Durante la guerra, con varios humanitarios occidentales, fue secuestrada por uno de los ejércitos en lucha. Del todo aturdida, sin gafas, encerrada en una cuadra sin luz, tres décadas después sigue impresionada por las manos de uno de sus secuestradores. Manos que, a escondidas, decidieron ayudarla por debajo de la puerta dándole comida y enviando mensajes al exterior. Ella no las podía ver. Sólo tocar.
Cada mano humana tiene 27 huesos y 35 músculos, suficiente para escribir Mein Kampf o Winnie the Pooh , decía la poetisa polaca Wislawa Szymborska.
Mi amiga exyugoslava rechaza poner adjetivos nacionales a “esas manos” (“esas manos”, repite, como si no tuvieran explicación). Ni a los que la secuestraron. “No me secuestró una nación, sino seres con nombres y apellidos”.
Esas manos no eran serbias, croatas o musulmanas, como las manos de la novia de Rembrandt no eran judías.

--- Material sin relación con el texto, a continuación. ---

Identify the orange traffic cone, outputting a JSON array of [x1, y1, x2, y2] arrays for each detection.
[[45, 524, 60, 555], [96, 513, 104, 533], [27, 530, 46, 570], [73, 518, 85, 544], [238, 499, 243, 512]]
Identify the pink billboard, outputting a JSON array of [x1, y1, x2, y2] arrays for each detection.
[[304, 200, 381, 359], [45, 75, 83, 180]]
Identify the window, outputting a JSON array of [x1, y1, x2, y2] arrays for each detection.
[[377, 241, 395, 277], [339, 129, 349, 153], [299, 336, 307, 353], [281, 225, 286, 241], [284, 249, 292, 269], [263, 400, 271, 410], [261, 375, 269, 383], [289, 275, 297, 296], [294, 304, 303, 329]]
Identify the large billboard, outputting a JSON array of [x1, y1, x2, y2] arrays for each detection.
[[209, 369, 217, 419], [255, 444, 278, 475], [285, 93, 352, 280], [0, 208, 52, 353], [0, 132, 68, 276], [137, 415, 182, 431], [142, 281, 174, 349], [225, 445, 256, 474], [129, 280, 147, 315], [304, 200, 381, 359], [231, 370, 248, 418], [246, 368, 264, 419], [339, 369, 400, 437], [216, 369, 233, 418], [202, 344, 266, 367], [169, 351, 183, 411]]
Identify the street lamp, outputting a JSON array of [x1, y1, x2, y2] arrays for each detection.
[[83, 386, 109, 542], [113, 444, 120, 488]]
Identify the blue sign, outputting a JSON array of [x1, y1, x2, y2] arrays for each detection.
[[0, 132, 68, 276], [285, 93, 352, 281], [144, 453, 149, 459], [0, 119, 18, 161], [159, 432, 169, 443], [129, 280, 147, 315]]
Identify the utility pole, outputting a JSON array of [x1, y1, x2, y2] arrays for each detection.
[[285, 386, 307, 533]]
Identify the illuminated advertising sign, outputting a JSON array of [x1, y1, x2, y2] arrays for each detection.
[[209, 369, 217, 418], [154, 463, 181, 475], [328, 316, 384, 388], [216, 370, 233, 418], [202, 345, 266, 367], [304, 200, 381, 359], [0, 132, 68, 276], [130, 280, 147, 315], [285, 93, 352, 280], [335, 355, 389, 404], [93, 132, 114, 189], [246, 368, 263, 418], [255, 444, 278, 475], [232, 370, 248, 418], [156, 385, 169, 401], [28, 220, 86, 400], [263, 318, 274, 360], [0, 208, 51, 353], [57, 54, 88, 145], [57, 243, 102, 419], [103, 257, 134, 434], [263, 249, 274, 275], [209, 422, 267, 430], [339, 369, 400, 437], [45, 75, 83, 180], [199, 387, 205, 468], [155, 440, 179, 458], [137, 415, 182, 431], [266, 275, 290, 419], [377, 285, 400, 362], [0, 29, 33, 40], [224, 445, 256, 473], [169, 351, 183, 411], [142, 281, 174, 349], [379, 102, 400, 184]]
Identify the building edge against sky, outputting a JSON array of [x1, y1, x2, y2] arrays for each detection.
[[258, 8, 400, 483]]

Que era una novia judía se lo imaginó el banquero que en 1833 compró el cuadro. Los expertos dicen que son Isaac y Rebeca, pero intuyo que la pareja bíblica es un disfraz de seres que vivían cerca del pintor, o escondidos en su mente.
“Soy estudiante de Filosofía”, le dijo a mi amiga la voz detrás de la puerta.
Las personas, como las ciudades o los adjetivos, se nos acaban escurriendo de las manos. Hasta que, con el tiempo, se nos escurren las propias manos.